В ответ на эти резкие суждения Н. Бердяев опубликовал статью, в которой, в свою очередь, обрушился с резкой критикой на Флоренского: «Отношение отца П. Флоренского к Церкви есть отношение раба, полного страхов и ужасов. Но этот рабий страх и есть величайшая отрава нашей церковной жизни. И ни в чем так не нуждается наша церковная жизнь, как в появлении людей высшего религиозного достоинства и высшей религиозной свободы. Холопство уже довело русскую Церковь до страшного унижения. Отец Флоренский хотел бы мистически оправдать и укрепить состояние ползучести. На всей концепции его лежит печать духовного плебейства»[1045]. Говоря по существу, Бердяев именно осуждаемый Флоренским имманентизм признает положительной стороной воззрений Хомякова, поскольку через соединение Бога и человека в полной мере обосновывается свобода человека: «Имманентизм, глубоко продуманный, и есть религия свободы и свободных. Трансцендентализм же есть религия необходимости. Великая духовная реформа, которая нужна России как спасение и в ее церковной, и в ее государственной жизни, и будет углубленным переходом к имманентизму, к радикальному сознанию творческого призвания и господского достоинства человека»[1046].
Ясно обозначенное Флоренским противостояние двух точек зрения – Хомякова и традиционного церковного православия, разделяемой самим Флоренским, – Бердяев сравнивает с противостоянием Великого Инквизитора и Христа в романе Достоевского «Братья Карамазовы», он видит в этом споре важный поворотный пункт в развитии русского религиозного сознания. Соглашаясь с мнением Бердяева, нужно добавить, что по пути Флоренского из ярких русских мыслителей пошел только С. Булгаков; все остальные значимые представители религиозно-философского движения начала XX века признавали непреходящее значение идей Хомякова и в той или иной степени использовали их в своих философских построениях (впрочем, с учетом того, как эти идеи преломились в творчестве Достоевского и Соловьева). Наиболее прямо и непосредственно влияние Хомякова проявляется в философских концепциях Н. Лосского и С. Франка.
В центральной работе Лосского – книге «Мир как органическое целое» утверждается, что основу всего мирового бытия составляет совокупность абсолютно свободных субстанций, сотворенных Богом; при этом человеческие личности составляют важнейшую часть всей совокупности этих субстанций. Вторым фундаментальным постулатом «органического мировоззрения» Лосского является представление о безусловном единстве всей системы порожденных субстанций. Указанное единство не может быть непосредственно сотворено самим Богом, поскольку это противоречит свободе субстанций.
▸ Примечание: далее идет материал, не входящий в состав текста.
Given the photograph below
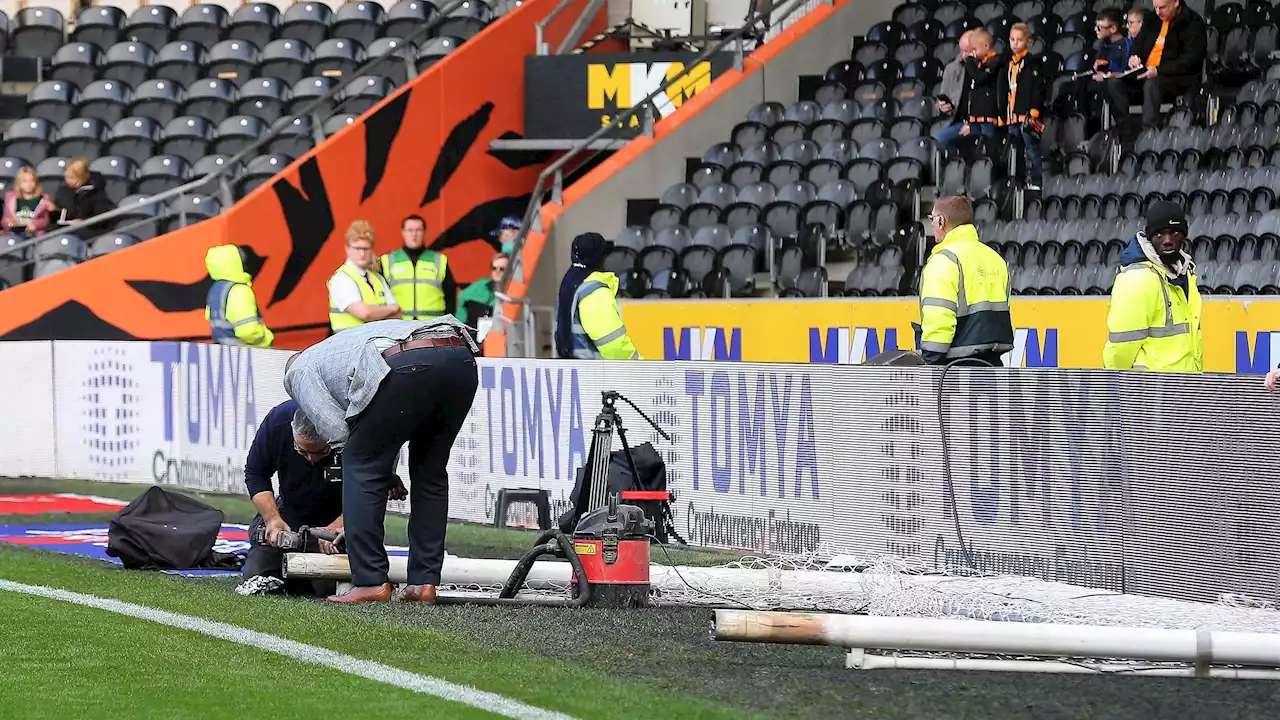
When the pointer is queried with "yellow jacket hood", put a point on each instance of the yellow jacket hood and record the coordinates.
(224, 264)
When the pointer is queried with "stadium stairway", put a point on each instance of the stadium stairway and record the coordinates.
(647, 165)
(421, 150)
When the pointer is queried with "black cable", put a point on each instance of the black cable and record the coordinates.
(688, 584)
(946, 454)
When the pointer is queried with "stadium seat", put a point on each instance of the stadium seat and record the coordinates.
(151, 24)
(284, 59)
(133, 137)
(202, 23)
(360, 21)
(101, 26)
(37, 32)
(254, 22)
(181, 62)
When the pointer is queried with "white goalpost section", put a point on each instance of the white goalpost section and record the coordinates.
(927, 621)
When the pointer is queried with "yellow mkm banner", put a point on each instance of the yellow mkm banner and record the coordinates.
(1240, 336)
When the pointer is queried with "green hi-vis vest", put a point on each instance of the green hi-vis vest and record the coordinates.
(417, 287)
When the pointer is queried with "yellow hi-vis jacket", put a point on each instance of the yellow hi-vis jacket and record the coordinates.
(1152, 323)
(964, 299)
(598, 329)
(231, 306)
(371, 292)
(417, 287)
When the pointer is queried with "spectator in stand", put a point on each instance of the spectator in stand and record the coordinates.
(1110, 53)
(1024, 90)
(1111, 50)
(507, 232)
(1171, 53)
(982, 105)
(952, 80)
(82, 194)
(1133, 27)
(26, 208)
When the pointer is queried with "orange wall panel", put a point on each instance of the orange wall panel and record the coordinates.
(424, 150)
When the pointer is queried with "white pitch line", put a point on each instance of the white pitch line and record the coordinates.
(376, 671)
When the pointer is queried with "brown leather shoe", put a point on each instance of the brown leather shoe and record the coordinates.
(416, 593)
(370, 593)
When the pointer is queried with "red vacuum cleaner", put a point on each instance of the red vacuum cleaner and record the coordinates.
(609, 543)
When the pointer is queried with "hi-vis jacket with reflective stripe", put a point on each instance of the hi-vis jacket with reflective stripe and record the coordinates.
(231, 306)
(417, 287)
(371, 292)
(964, 300)
(1153, 322)
(598, 329)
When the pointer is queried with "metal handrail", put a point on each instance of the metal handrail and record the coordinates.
(251, 150)
(554, 172)
(540, 26)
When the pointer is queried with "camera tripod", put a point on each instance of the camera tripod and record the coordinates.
(595, 481)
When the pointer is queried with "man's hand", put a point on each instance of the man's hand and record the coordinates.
(274, 527)
(398, 490)
(330, 547)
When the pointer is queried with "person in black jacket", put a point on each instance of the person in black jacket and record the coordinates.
(1171, 50)
(982, 105)
(1023, 87)
(82, 196)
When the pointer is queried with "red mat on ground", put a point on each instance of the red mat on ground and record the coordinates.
(60, 502)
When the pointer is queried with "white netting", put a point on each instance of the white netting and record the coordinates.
(891, 587)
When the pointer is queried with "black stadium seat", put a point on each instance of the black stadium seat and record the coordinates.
(156, 94)
(151, 24)
(101, 26)
(158, 99)
(254, 22)
(202, 23)
(359, 21)
(37, 32)
(284, 59)
(133, 137)
(307, 22)
(181, 60)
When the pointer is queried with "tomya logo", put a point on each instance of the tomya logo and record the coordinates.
(109, 413)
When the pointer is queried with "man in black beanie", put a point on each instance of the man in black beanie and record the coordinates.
(588, 322)
(1153, 320)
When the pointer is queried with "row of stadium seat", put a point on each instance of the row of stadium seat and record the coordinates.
(53, 103)
(40, 32)
(122, 177)
(155, 96)
(237, 60)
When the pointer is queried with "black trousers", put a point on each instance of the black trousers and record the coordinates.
(1153, 91)
(266, 560)
(423, 401)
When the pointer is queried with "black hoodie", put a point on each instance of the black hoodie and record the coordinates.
(82, 203)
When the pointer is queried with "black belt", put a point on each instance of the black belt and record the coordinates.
(449, 341)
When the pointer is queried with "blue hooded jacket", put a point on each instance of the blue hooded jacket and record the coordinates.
(1133, 254)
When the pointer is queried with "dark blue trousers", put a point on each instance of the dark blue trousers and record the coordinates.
(424, 401)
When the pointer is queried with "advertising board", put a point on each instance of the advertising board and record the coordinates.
(1240, 336)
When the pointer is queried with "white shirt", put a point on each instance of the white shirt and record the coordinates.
(343, 290)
Единственный способ, – пишет Лосский, – представить себе возможность этого первичного мирового единства таков: Абсолютное есть творец множества субстанций, которые, будучи свободными в своей деятельности, могут добровольно, по собственному почину употребить свои силы на то, чтобы жить в своем творческом первоисточнике, в Абсолютном, или, выражая эту мысль языком религии, «жить в Боге». Отсюда возникает царство мира, исполненное высшего единства и совершенной гармонии: все члены его, живя жизнью Единого своего центра, живут не только в нем и для него, но также и друг в друге и ради друг друга. Это не отвлеченно-идеальное, а конкретно-идеальное единство. Это царство гармонии есть подлинное Царство Божие[1047].
Нетрудно увидеть в этом описании контуры хомяковской Церкви, только превращенной в онтологическое основание всей реальности.